Application of polynomial algebras to non-linear equation solvers
For researchers in numerical analysis and computational science, this offers a novel way to enhance classical solvers with higher-order accuracy, though the impact is domain-specific.
The paper introduces Jet Transport, a high-order automatic differentiation technique, to Newton's method, proving it doubles correct Taylor coefficients per iteration and achieves quadratic convergence. The Jet-Newton method is validated on Kepler's equation and a three-body problem, providing high-order semi-analytical approximations.

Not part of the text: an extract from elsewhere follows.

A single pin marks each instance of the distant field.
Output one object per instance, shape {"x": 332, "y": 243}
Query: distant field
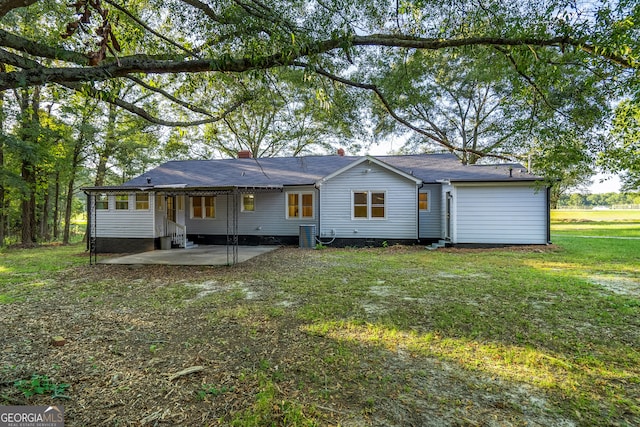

This paper presents a novel application of Jet Transport, a high-order automatic differentiation technique, to enhance classical numerical methods, with a focus on Newton's method. We prove a central theorem establishing that, under appropriate conditions, applying Jet Transport within a Newton iteration doubles the number of correct coefficients in the Taylor series approximation of the solution. This theoretical result is then extended to the practical case where the exact solution is unknown, demonstrating the expected quadratic convergence (error reduction from \( \varepsilon \) to \( \varepsilon^2 \)) while simultaneously doubling the order of accuracy in the series expansion. The efficacy of the resulting Jet-Newton method is demonstrated through three illustrative examples: an academic problem validating the theoretical convergence rates, the solution of Kepler's equation, and a new continuation algorithm for computing zero-velocity curves in the circular restricted three-body problem. These examples showcase the method's capability to provide high-order semi-analytical approximations.